L'accès à l'électricité reste le socle de cette ambition. Le gouvernement burkinabè poursuit le renforcement de ses capacités énergétiques, avec un projet de centrale destiné à accroître la production nationale et à soutenir ménages, entreprises et industries. Un préalable dont les esprits les plus technophiles mesurent toute l'importance : sans énergie stable et abordable, point de centres de données, de calcul intensif ni d'économie numérique compétitive.

Sur le volet compétences, une initiative attire particulièrement l'attention : le Fonds d'appui à la formation aux métiers du numérique et du futur (FAFMNF), déployé par la Fondation Orange Burkina Faso. Le dispositif accompagne des étudiants burkinabè dans des filières d'avenir comme l'intelligence artificielle, la cybersécurité, le cloud computing et les technologies numériques, avec l'ambition de constituer un vivier local de talents capables de saisir les opportunités de l'économie digitale.

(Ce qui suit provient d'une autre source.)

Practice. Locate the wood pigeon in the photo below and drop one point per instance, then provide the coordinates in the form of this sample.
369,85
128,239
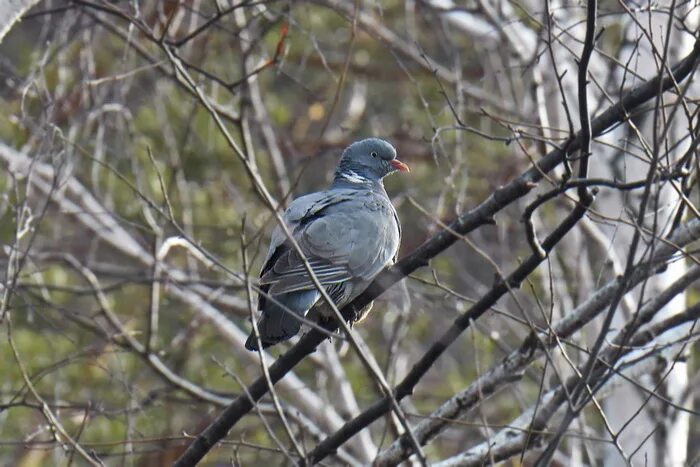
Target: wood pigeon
348,234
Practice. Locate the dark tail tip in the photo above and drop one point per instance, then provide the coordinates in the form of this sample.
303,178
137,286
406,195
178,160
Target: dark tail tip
252,343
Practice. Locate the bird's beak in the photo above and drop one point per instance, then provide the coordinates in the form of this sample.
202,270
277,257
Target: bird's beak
398,165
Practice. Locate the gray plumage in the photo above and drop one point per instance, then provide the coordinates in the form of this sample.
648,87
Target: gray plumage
348,234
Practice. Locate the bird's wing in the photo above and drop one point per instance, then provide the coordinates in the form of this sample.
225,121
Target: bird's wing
344,235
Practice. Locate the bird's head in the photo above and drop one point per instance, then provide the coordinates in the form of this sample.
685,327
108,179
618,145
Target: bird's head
368,161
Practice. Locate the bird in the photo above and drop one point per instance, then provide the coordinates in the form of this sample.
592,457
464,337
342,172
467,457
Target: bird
347,233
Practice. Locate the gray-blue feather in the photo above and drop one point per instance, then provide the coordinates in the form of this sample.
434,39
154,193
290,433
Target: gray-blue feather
348,234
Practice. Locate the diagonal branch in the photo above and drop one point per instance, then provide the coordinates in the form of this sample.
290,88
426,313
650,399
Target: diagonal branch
471,220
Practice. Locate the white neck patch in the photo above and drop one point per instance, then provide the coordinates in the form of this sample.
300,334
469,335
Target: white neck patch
353,177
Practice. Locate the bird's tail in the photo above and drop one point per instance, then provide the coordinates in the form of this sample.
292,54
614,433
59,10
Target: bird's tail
280,317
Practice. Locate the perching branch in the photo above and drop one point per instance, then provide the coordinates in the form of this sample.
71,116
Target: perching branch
477,217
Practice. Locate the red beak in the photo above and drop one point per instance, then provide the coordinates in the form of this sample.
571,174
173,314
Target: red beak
398,165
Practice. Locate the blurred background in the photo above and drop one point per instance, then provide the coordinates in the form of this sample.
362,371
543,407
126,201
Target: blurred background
135,137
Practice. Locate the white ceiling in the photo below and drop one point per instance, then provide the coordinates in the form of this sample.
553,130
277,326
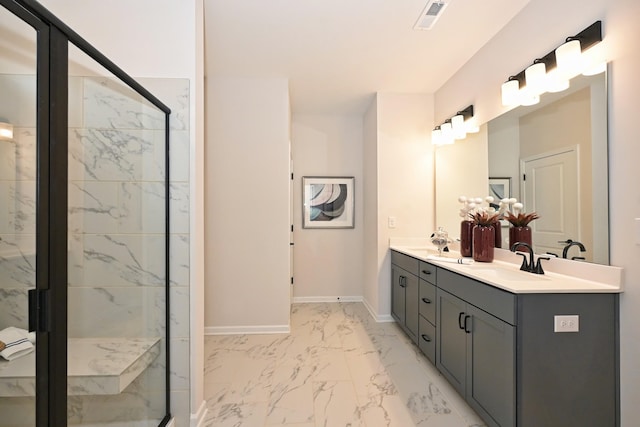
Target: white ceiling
338,53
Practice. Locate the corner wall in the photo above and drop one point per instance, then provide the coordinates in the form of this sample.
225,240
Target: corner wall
247,205
404,173
530,34
324,145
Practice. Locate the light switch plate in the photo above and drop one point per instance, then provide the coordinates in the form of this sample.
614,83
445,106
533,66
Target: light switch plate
566,323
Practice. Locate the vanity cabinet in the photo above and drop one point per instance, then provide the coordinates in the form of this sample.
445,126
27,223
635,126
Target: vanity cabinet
405,293
476,351
500,350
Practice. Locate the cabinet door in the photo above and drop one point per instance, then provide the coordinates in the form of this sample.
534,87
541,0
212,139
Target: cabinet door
490,387
398,277
451,339
412,305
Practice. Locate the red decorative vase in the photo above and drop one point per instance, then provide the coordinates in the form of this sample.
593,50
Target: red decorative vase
498,230
466,237
484,239
520,234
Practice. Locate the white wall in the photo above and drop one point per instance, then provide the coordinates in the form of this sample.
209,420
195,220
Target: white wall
532,33
405,184
327,263
247,205
370,221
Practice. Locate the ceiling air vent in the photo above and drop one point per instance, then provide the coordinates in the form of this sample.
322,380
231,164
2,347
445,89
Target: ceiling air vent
430,15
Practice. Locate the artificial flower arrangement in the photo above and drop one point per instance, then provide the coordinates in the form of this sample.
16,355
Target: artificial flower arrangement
484,218
517,218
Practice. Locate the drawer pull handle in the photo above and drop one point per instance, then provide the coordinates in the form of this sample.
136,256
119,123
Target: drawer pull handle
466,318
403,282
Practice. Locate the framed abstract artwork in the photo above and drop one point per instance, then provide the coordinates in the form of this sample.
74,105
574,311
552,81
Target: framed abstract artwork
499,188
328,202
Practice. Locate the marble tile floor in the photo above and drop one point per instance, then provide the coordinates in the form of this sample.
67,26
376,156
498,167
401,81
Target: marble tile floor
337,367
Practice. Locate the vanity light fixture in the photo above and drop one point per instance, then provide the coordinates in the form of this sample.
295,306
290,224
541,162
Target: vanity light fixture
552,72
6,131
454,128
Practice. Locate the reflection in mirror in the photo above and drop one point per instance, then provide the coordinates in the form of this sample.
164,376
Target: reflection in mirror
555,153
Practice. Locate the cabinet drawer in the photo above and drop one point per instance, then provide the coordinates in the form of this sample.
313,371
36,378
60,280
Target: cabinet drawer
427,339
428,272
406,262
428,301
497,302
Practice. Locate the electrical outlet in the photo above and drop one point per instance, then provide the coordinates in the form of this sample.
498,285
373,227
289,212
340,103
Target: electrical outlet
566,323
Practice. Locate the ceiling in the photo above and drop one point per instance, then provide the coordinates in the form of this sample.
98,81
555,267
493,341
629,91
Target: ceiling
338,53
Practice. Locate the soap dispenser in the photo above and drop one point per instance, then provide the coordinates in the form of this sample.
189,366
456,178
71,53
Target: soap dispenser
440,238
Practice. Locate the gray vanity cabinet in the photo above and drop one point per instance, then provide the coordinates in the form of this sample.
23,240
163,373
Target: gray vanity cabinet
476,345
501,350
405,293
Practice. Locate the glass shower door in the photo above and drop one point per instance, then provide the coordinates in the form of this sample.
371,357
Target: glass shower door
18,102
117,228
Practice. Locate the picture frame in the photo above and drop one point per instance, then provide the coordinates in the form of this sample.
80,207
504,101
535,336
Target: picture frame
328,202
500,188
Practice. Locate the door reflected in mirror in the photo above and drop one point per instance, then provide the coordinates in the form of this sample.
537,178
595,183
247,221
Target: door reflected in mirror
555,153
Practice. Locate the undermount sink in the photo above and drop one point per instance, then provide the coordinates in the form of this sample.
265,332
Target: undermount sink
506,274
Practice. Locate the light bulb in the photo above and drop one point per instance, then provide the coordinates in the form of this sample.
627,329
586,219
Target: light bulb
457,124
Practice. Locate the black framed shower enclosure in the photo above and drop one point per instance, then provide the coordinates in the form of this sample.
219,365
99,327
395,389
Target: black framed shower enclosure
48,301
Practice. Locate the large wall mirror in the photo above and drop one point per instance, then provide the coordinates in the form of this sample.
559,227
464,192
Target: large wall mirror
554,156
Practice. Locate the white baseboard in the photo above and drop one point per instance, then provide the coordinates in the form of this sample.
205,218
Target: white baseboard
304,300
246,330
197,419
385,318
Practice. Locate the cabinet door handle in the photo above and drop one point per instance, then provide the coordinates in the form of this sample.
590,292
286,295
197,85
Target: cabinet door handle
466,318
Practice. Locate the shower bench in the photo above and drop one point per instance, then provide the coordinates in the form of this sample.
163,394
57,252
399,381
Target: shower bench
96,366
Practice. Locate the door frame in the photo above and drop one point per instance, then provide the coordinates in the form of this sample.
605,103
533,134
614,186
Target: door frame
575,149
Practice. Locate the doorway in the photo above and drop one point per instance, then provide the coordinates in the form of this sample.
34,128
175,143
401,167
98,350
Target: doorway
550,185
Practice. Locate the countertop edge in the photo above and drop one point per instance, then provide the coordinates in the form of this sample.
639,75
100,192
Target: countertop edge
562,283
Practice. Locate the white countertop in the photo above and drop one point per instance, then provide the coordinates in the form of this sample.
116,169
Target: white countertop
96,366
561,276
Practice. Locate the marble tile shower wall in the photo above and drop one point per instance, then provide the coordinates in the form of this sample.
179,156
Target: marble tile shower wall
116,235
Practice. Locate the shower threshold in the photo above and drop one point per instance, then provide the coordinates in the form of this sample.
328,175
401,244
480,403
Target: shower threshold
96,366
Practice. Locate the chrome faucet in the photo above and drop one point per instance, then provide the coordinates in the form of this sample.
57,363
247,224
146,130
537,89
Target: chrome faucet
570,243
530,266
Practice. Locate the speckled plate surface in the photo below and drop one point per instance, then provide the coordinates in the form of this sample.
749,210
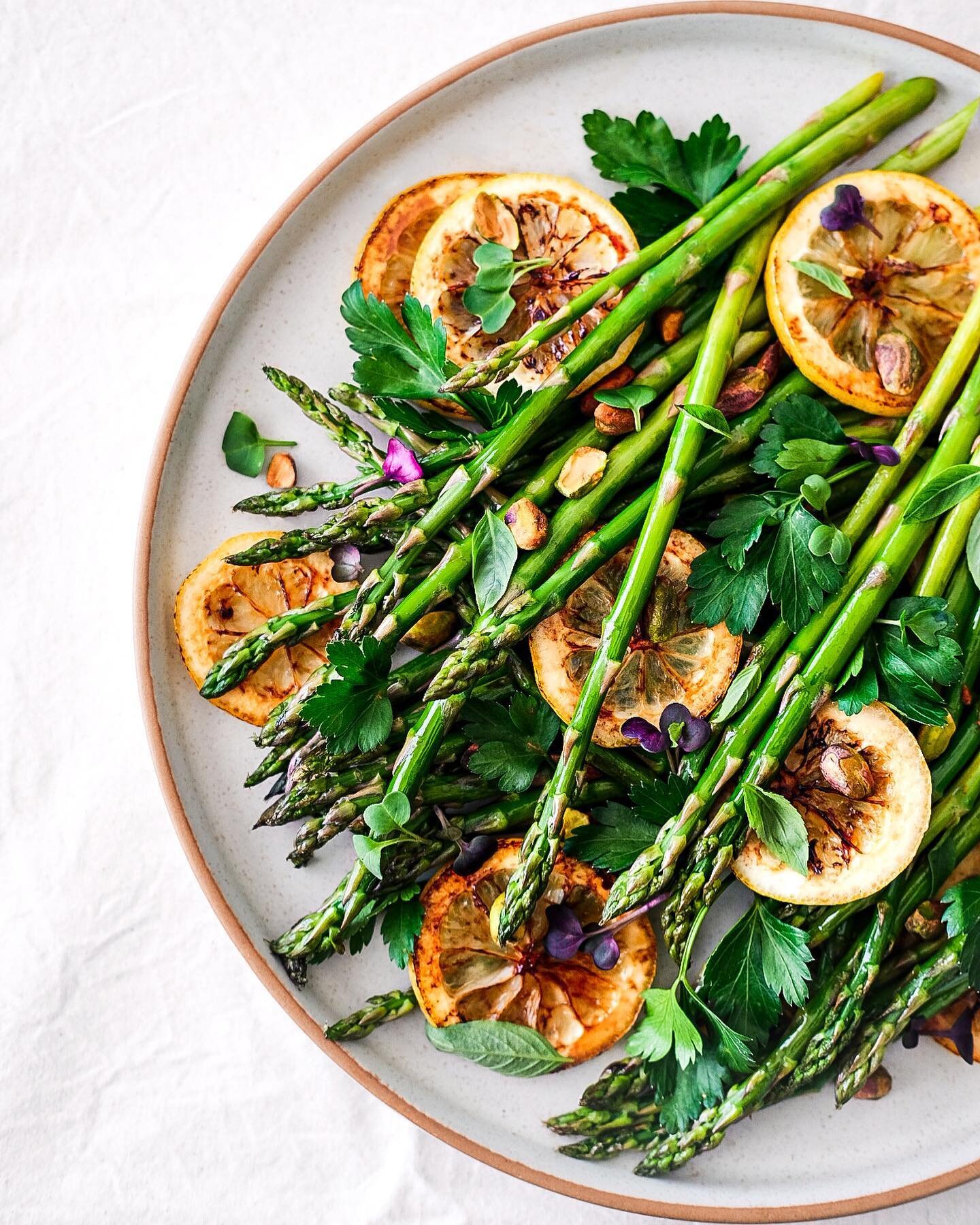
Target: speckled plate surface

Cette dynamique du privé rejoint l'action publique. Le pays s'est doté récemment d'une feuille de route nationale sur l'intelligence artificielle 2026-2030, destinée à structurer un écosystème d'IA responsable dans l'administration, la santé, l'agriculture et l'éducation. Mi-juillet, une trentaine de députés ont même suivi une formation dédiée aux enjeux de l'IA, afin de préparer l'examen des futures lois numériques. Quelques jours plus tôt, Ouagadougou accueillait le Salon international des professionnels de l'économie numérique de l'UEMOA (SIPEN), placé sous le thème de la refondation de l'économie numérique régionale autour de l'IA, des FinTech et de la finance inclusive.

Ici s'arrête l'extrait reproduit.